Критика удивляется
Критика удивляется
В сентябре 1935 года начнётся публикация романа «Дорога на Океан» в журнале «Новый мир».
Любопытная деталь: когда в сентябре 1935 года постановлением ЦК ВКП(б) утверждался список советских литераторов, направляющихся в Чехословакию, то из списка (Алексей Толстой, Михаил Кольцов, Фадеев, Янка Купала и прочие) фамилию Леонова лично вычёркивает член политбюро и оргбюро ЦК, ещё недавно второй человек в партии после Сталина — Лазарь Каганович.
И ещё один факт: чуть позже, в том же году, заведующий отделом печати ЦК Лев Мехлис сказал заведующему отделом критики газеты «Правда», что Леонов производит на него «омерзительное впечатление».
Спустя два года, в 1937-м, Мехлис станет заместителем наркома обороны и начальником Главного политуправления Красной армии. Ах, каких серьёзных недоброжелателей наживал себе Леонов!
Будто добрая к писателю звезда вдруг затуманилась, а взошла над его головой звезда нехорошая и холодная.
После выхода «Дороги на Океан» на Леонова вновь, удивительно дружно, навалятся критики. Роман разнесут в пух и прах — грамотные большевистские агитаторы тоже иногда умели читать между строк, и с чем имеют дело, чувствовали кожей.
Первые критические статьи вообще были выдержаны в хамском стиле; чуть позже тон сменился и появились публикации хоть не менее жёсткие, зато более вдумчивые.
Самую главную заковыку романа никто конечно же и не рискнул разгадать, а побочные, на вторых и третьих планах каверзы разглядели.
В большой работе А. Селивановского, открывшего серьёзное обсуждение романа в третьем номере журнала «Литературный критик» за 1936 год, сразу обещается, что в романе «наш слух резанут фальшивые ноты, мы с удивлением разглядим ситуации надуманные и ложные». И вот что за ситуации имеет в виду критик. Возьмём, к примеру, сестру Курилова — Клавдию, старую коммунистку.

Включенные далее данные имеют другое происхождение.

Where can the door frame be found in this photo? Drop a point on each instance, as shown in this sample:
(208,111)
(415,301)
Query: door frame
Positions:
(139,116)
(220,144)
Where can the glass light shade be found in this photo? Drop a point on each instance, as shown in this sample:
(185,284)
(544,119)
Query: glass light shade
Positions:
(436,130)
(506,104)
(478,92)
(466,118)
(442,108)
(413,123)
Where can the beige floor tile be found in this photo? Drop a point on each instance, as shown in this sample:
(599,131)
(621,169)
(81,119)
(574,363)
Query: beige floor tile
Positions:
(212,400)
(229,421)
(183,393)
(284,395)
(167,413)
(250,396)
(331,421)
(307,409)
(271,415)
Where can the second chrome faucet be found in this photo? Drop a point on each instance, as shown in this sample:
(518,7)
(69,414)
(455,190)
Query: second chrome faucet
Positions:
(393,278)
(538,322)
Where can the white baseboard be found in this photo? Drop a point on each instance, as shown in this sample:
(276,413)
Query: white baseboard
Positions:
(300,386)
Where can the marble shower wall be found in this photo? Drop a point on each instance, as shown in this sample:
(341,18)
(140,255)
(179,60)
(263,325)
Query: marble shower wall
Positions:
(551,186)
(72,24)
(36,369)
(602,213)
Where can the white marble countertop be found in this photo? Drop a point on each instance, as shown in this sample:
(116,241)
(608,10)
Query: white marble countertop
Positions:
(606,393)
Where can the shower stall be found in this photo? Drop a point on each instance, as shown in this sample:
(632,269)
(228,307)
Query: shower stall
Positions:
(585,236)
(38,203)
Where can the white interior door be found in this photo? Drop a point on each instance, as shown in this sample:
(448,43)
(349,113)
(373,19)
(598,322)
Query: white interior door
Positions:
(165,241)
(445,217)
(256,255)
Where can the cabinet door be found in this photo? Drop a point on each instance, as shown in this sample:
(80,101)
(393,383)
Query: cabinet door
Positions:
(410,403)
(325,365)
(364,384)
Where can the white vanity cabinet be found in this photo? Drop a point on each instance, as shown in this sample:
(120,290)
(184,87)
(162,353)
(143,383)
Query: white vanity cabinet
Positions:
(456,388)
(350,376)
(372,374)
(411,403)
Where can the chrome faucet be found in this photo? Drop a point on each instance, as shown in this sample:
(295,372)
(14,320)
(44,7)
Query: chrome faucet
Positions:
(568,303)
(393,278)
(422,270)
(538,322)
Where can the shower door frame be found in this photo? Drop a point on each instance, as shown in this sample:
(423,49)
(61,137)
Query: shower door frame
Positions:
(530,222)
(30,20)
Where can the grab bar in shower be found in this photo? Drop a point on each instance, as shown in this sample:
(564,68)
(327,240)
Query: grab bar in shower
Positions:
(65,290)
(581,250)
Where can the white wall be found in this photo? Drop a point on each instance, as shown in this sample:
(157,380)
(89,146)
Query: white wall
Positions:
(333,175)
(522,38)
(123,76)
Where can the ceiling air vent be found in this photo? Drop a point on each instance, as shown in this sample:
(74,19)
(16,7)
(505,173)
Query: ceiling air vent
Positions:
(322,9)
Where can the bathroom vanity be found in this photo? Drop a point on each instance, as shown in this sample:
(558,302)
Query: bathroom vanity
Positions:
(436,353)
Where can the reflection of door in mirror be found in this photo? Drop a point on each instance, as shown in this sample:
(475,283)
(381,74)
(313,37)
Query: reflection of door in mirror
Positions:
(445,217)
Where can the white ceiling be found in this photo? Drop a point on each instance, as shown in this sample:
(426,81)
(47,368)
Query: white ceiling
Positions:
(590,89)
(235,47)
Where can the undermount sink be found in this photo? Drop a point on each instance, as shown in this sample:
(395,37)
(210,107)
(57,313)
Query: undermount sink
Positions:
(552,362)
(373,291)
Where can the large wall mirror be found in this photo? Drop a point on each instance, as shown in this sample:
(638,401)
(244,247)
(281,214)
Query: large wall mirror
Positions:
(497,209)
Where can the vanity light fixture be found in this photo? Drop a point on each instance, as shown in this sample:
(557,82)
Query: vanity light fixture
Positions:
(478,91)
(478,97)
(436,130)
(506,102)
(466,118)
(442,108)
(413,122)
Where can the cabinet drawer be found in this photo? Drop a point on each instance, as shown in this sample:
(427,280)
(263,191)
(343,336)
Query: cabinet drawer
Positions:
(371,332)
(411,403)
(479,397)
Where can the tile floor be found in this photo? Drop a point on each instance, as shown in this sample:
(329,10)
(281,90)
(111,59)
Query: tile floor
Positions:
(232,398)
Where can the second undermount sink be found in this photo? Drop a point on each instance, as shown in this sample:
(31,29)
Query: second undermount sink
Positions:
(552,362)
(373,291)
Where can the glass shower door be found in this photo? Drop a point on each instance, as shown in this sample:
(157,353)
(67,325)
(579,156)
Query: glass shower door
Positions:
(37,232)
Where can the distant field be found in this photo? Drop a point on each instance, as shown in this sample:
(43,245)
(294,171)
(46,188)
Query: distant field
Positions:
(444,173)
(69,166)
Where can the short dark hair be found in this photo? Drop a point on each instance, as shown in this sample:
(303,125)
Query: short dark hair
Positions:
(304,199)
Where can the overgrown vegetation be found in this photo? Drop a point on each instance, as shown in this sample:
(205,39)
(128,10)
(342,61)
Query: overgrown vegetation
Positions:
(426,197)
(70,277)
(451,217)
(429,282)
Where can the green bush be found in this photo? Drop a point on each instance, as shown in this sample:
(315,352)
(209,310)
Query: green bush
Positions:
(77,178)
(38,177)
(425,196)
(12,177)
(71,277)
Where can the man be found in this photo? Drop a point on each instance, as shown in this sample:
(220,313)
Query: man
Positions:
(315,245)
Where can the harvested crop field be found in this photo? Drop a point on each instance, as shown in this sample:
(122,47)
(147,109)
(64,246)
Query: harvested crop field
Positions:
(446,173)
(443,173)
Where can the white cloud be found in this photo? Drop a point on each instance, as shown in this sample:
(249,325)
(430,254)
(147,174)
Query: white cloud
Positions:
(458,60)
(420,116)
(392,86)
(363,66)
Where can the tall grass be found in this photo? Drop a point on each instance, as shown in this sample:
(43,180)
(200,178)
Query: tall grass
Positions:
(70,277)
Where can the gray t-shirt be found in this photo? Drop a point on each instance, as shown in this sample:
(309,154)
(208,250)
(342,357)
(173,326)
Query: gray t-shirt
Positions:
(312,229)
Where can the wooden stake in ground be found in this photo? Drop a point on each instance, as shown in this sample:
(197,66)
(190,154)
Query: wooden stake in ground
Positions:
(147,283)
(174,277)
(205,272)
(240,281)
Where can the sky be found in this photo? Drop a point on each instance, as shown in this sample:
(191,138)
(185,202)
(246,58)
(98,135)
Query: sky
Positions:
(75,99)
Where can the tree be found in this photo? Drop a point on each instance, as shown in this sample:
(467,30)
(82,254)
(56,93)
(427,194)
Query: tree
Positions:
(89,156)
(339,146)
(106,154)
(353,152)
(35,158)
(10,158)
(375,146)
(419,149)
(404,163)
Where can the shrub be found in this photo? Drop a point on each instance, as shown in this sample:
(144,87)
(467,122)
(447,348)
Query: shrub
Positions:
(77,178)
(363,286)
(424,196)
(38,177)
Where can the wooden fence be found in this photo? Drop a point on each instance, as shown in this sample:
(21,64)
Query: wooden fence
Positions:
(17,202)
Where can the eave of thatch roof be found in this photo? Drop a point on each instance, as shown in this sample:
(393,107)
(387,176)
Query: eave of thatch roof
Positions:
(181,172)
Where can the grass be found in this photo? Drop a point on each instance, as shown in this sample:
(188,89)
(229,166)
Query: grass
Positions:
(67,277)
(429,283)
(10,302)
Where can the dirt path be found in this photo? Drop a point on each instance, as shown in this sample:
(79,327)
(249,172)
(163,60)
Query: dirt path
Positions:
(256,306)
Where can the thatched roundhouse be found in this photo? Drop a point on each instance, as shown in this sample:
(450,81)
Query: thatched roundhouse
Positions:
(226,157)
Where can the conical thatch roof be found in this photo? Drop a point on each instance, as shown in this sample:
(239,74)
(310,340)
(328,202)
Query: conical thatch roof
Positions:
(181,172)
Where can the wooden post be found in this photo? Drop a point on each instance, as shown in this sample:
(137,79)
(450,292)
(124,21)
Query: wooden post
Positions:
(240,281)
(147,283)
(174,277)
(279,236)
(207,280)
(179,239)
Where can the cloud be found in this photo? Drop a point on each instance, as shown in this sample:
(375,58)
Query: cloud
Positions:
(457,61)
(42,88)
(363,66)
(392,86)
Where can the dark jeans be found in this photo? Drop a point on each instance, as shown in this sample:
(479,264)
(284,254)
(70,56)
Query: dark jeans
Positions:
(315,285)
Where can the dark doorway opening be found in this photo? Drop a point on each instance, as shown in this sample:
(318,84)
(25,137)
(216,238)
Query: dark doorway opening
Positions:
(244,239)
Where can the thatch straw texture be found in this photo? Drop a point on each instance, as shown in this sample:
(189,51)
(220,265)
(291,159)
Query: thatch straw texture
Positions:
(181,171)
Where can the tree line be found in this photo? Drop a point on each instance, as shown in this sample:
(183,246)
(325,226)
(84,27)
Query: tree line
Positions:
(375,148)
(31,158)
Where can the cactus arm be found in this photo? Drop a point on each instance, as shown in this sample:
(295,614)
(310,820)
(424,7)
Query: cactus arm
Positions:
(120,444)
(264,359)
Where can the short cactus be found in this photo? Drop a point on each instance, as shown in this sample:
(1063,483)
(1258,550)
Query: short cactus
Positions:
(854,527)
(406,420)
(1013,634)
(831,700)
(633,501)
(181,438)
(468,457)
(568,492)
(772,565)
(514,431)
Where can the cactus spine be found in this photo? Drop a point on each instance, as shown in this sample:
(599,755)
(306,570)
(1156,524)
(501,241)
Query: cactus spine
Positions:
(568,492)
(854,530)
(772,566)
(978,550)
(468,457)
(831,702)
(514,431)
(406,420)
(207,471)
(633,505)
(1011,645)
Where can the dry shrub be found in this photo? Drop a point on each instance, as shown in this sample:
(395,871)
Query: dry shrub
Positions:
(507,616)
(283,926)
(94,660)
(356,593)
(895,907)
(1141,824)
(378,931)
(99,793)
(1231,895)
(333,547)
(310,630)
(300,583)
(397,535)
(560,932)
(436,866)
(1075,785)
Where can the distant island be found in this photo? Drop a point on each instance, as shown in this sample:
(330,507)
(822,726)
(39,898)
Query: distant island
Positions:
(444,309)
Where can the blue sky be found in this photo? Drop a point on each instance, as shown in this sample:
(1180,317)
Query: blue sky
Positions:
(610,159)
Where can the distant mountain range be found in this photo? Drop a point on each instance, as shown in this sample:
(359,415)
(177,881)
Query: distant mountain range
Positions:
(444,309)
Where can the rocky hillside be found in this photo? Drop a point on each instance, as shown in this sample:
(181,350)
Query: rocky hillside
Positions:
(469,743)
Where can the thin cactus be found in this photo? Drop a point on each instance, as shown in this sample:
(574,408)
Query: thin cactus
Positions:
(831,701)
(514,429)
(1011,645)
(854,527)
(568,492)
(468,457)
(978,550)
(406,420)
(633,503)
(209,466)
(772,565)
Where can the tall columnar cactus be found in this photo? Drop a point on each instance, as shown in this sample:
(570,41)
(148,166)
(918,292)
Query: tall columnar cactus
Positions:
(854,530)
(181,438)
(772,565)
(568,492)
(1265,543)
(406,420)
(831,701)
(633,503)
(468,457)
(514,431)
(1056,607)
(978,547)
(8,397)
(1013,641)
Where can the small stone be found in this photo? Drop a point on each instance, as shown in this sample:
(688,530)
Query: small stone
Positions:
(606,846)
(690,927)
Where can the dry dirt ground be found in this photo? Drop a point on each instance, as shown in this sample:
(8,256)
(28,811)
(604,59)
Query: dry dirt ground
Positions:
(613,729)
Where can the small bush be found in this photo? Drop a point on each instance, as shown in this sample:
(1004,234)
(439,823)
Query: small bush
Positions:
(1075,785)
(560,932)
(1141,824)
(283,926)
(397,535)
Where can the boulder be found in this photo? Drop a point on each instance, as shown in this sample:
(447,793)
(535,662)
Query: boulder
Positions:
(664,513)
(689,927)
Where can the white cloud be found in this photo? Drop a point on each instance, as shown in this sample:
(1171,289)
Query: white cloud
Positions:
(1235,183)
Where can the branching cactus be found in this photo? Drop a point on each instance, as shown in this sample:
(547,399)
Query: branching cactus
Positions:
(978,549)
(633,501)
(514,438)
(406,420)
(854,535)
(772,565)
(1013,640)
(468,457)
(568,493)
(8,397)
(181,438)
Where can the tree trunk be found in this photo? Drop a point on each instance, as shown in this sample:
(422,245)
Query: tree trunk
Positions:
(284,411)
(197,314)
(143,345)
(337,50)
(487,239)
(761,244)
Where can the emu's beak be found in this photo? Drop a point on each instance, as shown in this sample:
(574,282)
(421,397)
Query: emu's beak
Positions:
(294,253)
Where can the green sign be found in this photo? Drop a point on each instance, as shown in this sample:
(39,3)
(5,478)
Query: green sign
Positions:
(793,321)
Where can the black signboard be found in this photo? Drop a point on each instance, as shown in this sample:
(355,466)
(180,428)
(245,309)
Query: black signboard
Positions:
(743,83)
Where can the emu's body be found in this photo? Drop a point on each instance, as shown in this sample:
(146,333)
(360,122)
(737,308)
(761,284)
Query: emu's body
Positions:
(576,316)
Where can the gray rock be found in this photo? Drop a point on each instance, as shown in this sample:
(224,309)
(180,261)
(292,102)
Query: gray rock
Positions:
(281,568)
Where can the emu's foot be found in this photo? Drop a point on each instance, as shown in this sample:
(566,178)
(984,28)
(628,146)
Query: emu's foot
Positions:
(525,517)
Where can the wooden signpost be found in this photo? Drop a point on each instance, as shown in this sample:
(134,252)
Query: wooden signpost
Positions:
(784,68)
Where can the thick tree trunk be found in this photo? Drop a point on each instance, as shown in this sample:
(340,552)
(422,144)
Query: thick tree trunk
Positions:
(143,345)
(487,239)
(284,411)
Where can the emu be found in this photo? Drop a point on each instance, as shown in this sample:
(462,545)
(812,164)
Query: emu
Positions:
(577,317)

«Клавдия распространяет вокруг себя атмосферу страха, — удивляется Селивановский. — Все, кто встречаются с ней, испытывают чувство стеснённости, робости, боязни. Она всё время суха и подтянута. Только один раз — после смерти Курилова — показывает Леонов действительную человечность, скрытую за бесстрастной маской этого человека. Потрясённая известием о смерти брата, Клавдия открывает один из пленумов словами: „Мы призваны работать в радостное и прекрасное время, дорогие товарищи мои…“
„В её фигуре, наклонённой вперёд, — пишет Л. Леонов, — читалась непреклонная воля к полёту. Запомнилась спокойная жёсткость её гипсового, бесстрастного лица“…
Только подлинная человечность может продиктовать в такой ситуации искренние слова о радостном времени. Но даже здесь Леонов подчеркнул гипсовое бесстрастие лица».
«…откуда же в Клавдии такая потушенность всех интересов, откуда у неё такая нелюбовь к людям?» — вопрошает критик.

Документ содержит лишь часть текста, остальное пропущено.